Dürre, Ernteausfälle, Nahrungsmittelpreissteigerungen und anhaltende militärische Auseinandersetzungen: Aktion Deutschland Hilft warnt erneut eindringlich vor einer drohenden Hungerkrise in Westafrika. Nach Auffassung des Büros zur Koordination humanitärer Angelegenheiten der Vereinten Nationen (UN OCHA) ist bereits jetzt die Nahrungssicherheit von 15 Millionen Menschen im Niger, Tschad, in Mali, Mauretanien und Burkina Faso bedroht.

„Die Lage der Menschen verschlechtert sich täglich“, so Heribert Scharrenbroich, Präsident von CARE Deutschland-Luxemburg und stellv. Vorstandsvorsitzender von Aktion Deutschland Hilft, der gerade aus dem Tschad zurückgekehrt ist. „Im Tschad sind die Nahrungsmittel bald aufgebraucht, viele Menschen verzehren bereits ihre letzten Vorräte. Fast vier Millionen Menschen sind davon betroffen, immer mehr Kinder sind unterernährt. Die nächste Ernste wird frühestens im Oktober erwartet – bis dahin brauchen die Menschen dringend Unterstützung.“ Von den etwa 550 Millionen benötigten Euro für die Nothilfe in der Sahelzone waren Mitte April erst 49 Prozent zugesagt. „Ich rechne fest mit einer Hungersnot in einigen Regionen, wenn nicht bald gehandelt wird. Deshalb muss die internationale Gemeinschaft unbedingt mehr Gelder zur Verfügung stellen. Jetzt ist es fünf vor zwölf, um eine größere Katastrophe zu vermeiden.“

Auch Kristina Rauland-Yambré, Landeskoordinatorin für Burkina Faso von Help e.V., sieht die Lage in den burkinischen Krisengebieten kritisch: „Wir sehen kein Licht am Ende des Tunnels und das wird es vermutlich auch bis zur nächsten Ernte nicht geben. Im Gegenteil, die Preise steigen weiter an, man kann ohne Übertreibung von einem historischen Niveau sprechen. Hirse kostet mancherorts 200 Prozent mehr als im Vorjahr. Den Menschen geht es schlecht, das Vieh stirbt und ganze Familien wandern aus den Dörfern ab.

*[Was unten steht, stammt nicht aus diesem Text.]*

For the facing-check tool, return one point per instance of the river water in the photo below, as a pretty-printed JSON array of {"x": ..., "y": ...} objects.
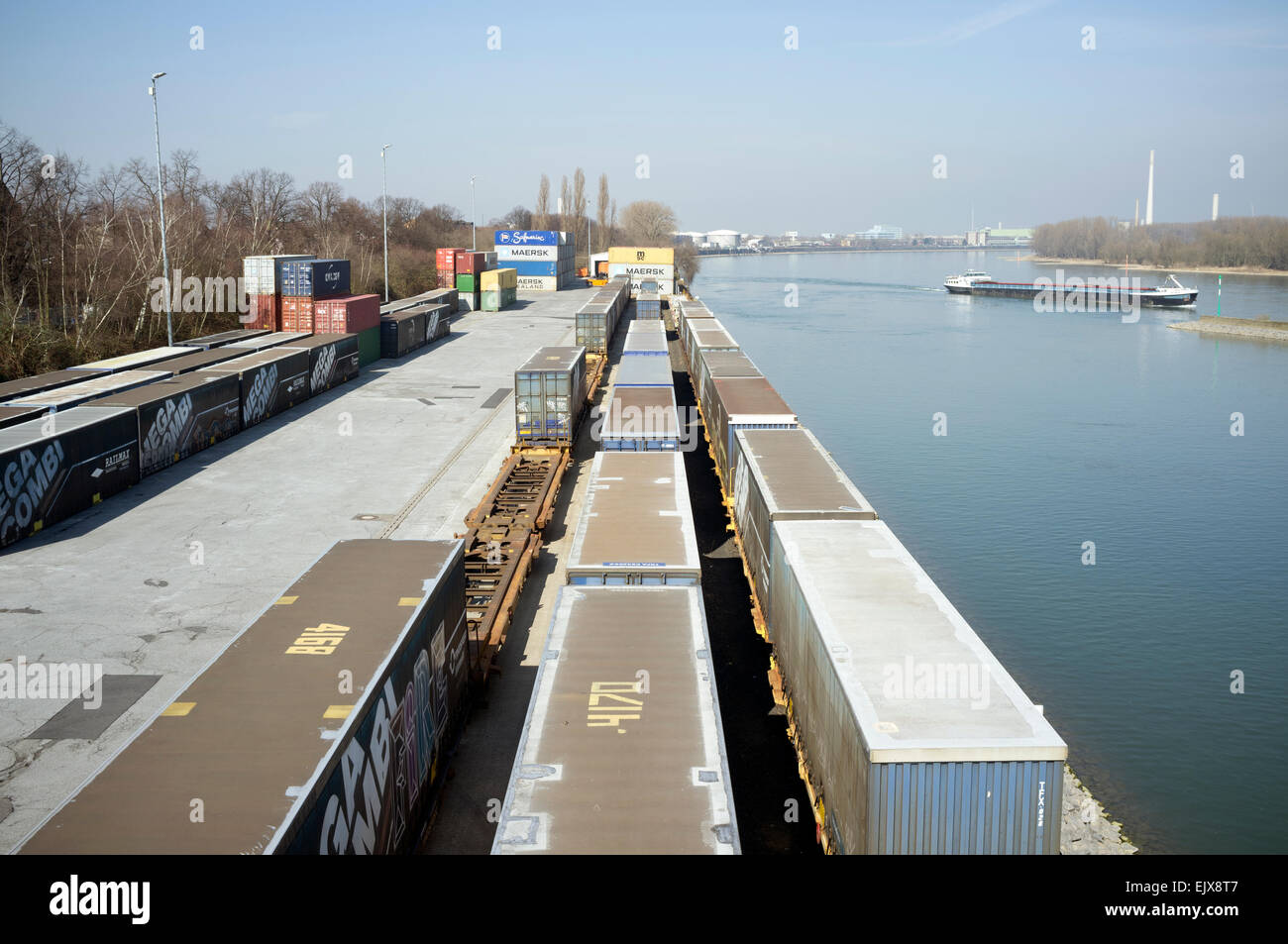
[{"x": 1064, "y": 429}]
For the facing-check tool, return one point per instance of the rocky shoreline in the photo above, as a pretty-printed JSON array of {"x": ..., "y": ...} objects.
[{"x": 1085, "y": 828}]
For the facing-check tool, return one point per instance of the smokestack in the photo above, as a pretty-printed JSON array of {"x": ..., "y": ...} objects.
[{"x": 1149, "y": 196}]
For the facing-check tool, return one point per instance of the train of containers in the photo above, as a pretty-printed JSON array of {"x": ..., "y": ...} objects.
[
  {"x": 643, "y": 264},
  {"x": 364, "y": 786},
  {"x": 303, "y": 292},
  {"x": 67, "y": 443},
  {"x": 914, "y": 737},
  {"x": 542, "y": 258},
  {"x": 623, "y": 707}
]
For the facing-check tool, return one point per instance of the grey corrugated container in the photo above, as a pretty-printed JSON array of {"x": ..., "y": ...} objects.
[
  {"x": 549, "y": 395},
  {"x": 644, "y": 371},
  {"x": 622, "y": 747},
  {"x": 786, "y": 475},
  {"x": 720, "y": 364},
  {"x": 707, "y": 336},
  {"x": 636, "y": 523},
  {"x": 914, "y": 734}
]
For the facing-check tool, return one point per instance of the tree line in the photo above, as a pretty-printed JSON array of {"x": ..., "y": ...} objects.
[
  {"x": 78, "y": 249},
  {"x": 1247, "y": 241}
]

Die Flüchtlingskrise aus Mali verschärft die Situation zudem: Die Zahl der erwarteten Flüchtlinge ist mittlerweile übertroffen und es kommen immer noch Flüchtlinge in Burkina Faso an.“

Diese Augenzeugenberichte spiegeln die Wirklichkeit der Arbeit aller Bündnispartner von Aktion Deutschland Hilft in Westafrika wider. „Neben der Soforthilfe, wie Nahrungsmittelverteilungen oder medizinische Versorgung, können nur nachhaltige Hilfsprojekte wie Saatgutausgabe, Aufforstung oder Stärkung des Viehbestandes die Lage der Menschen langfristig verbessern“, so Manuela Roßbach, Geschäftsführerin von Aktion Deutschland Hilft, „Diese Art der umfassenden Hilfe benötigt aber auch öffentliche Wahrnehmung und ausreichende finanzielle Mittel. 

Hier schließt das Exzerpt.